Wrong: graduate scheme after graduate scheme rejected me, most of them at the first hurdle. For some, I went through to the interview stage. Some of these went well; some went badly. Favourite questions I was asked include “when were you last drunk?”, “tell us about a recent mistake?” and “how will you revolutionise our company?” (The previous Saturday; I panicked and said “I don’t make mistakes” – I don’t think he was impressed; I have literally not even left university yet, cut a woman some slack.)

Along the way, I have navigated the bizarre rules that govern interview conduct: heels, but not too high, a dress, but not too revealing, makeup, but not too heavy. The words “networking lunch” appearing in emails has filled me with dread; I either want to stuff my face with food, or make small talk. Doing both at the same time is not my idea of fun.

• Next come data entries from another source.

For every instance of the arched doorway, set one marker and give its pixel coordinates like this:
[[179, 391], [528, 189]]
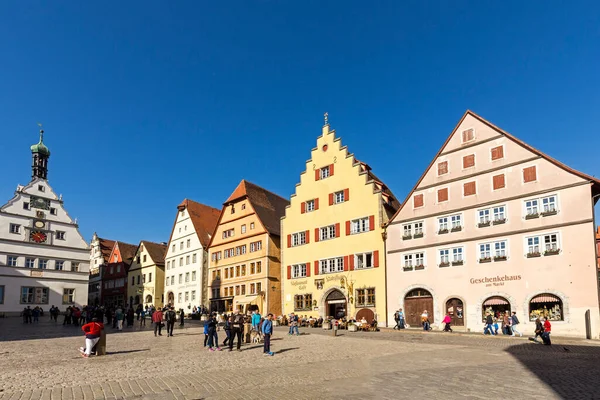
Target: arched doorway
[[455, 308], [335, 304], [415, 302]]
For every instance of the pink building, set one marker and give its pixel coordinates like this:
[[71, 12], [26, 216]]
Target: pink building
[[495, 225]]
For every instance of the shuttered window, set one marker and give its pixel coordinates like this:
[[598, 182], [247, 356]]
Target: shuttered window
[[499, 182], [529, 174]]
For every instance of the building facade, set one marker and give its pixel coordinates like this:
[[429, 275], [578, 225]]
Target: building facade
[[44, 260], [100, 250], [114, 274], [495, 225], [186, 265], [146, 275], [245, 252], [333, 228]]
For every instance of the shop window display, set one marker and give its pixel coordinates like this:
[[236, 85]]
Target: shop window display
[[546, 305]]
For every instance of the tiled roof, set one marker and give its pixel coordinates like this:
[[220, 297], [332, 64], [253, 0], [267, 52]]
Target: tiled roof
[[269, 207], [204, 218], [156, 251]]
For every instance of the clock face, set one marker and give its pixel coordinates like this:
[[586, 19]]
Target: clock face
[[38, 237]]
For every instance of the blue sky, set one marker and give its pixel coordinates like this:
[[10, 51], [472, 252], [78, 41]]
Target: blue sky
[[147, 103]]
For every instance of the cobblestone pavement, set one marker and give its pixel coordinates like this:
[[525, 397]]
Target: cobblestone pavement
[[42, 362]]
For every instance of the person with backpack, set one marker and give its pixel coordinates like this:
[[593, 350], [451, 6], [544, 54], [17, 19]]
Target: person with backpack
[[170, 317], [514, 323]]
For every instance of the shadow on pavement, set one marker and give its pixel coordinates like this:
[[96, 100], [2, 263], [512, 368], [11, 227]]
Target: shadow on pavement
[[570, 370]]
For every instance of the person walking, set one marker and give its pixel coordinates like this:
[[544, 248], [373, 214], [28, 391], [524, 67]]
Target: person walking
[[514, 322], [170, 317], [93, 331], [267, 331], [237, 328], [157, 320]]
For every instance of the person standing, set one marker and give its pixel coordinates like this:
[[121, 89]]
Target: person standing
[[237, 328], [157, 320], [514, 323], [267, 331], [170, 317]]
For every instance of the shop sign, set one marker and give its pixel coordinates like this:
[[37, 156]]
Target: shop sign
[[495, 280]]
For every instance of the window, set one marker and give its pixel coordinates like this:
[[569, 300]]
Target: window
[[529, 174], [303, 302], [418, 201], [363, 260], [469, 161], [359, 225], [365, 297], [469, 189], [34, 295], [497, 153], [299, 271], [327, 232], [442, 195], [68, 296], [468, 135], [442, 168], [498, 182], [332, 265]]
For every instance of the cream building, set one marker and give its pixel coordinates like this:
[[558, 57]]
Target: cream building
[[44, 260], [333, 255], [245, 266], [146, 275], [186, 261], [495, 225]]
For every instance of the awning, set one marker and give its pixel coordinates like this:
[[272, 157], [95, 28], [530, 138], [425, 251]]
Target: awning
[[545, 298], [496, 301]]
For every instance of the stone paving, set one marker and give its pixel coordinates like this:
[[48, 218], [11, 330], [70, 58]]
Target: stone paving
[[42, 362]]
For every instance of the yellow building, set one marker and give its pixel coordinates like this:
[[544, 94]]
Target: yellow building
[[333, 251], [146, 275], [245, 268]]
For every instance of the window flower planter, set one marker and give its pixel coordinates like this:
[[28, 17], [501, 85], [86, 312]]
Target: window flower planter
[[551, 252]]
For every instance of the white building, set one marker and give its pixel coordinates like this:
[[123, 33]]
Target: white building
[[44, 260], [186, 261]]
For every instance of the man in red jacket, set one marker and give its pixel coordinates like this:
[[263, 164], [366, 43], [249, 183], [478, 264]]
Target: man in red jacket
[[93, 330], [157, 320]]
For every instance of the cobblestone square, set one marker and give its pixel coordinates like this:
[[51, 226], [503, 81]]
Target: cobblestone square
[[42, 362]]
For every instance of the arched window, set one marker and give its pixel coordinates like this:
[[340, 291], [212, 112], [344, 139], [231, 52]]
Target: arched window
[[546, 305], [496, 306]]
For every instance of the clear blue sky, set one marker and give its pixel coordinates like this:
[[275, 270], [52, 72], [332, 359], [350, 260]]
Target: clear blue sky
[[146, 103]]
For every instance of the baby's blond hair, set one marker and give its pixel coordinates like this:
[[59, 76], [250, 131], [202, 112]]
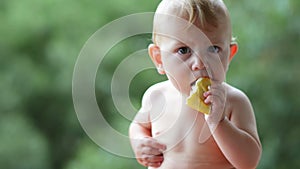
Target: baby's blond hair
[[198, 12]]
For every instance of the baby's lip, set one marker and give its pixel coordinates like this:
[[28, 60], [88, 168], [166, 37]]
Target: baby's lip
[[194, 82]]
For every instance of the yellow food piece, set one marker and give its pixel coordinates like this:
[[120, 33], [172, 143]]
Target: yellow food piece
[[196, 98]]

In amongst this, there have been highlights. I have learned that I can, in fact, run rather fast in heels; as evidenced by the time my train was late and I sprinted past the houses of parliament to make it to my interview in time, desperately hoping that no one would mistake me for a security threat. I have learned that I am very good at directing a team to make paper handbags, and then taking charge of selling them to an imaginary vendor. I have learned how the buses run in Cambridge (in practise, not just how to get from a to b). I have learned that I can sit in a room of men (all trying to be the “alpha” of the group) and face them down. I feel like when I walk into interviews now, I stand taller, I talk more confidently. It has forced me to think about myself in a way that I haven’t had to do before: my strengths and my weaknesses. Someone is (hopefully) going to pay me enough to live on: I need to think what I can bring to an organisation to warrant that.

Today, I had my final interview for a grad scheme I am through to the final stage of. It was unlike any interview I had ever had. It was with the head of the organisation. He asked me what my personal values were. We debated the merits of different forms of equality. He asked me if Simone de Beauvoir was a hypocrite. We talked about my personal role models, what kind of leader I want to be, whose leadership I admire (my current female rowing captains.)

It was interesting, and intellectually stimulating, and it made me think. The office is based somewhere I want to live, with a river nearby where I can continue to cox. I want this job desperately. For the first time, I can see myself not as a student, but as a businesswoman. It’s a strange realisation, because I have been terrified of leaving Cambridge for so long. But I realise now that there is a whole world outside of the bubble. I have been happy here, and I will be happy in the future. Either way, I will be happy when I land a job and have to stop applying for graduate jobs.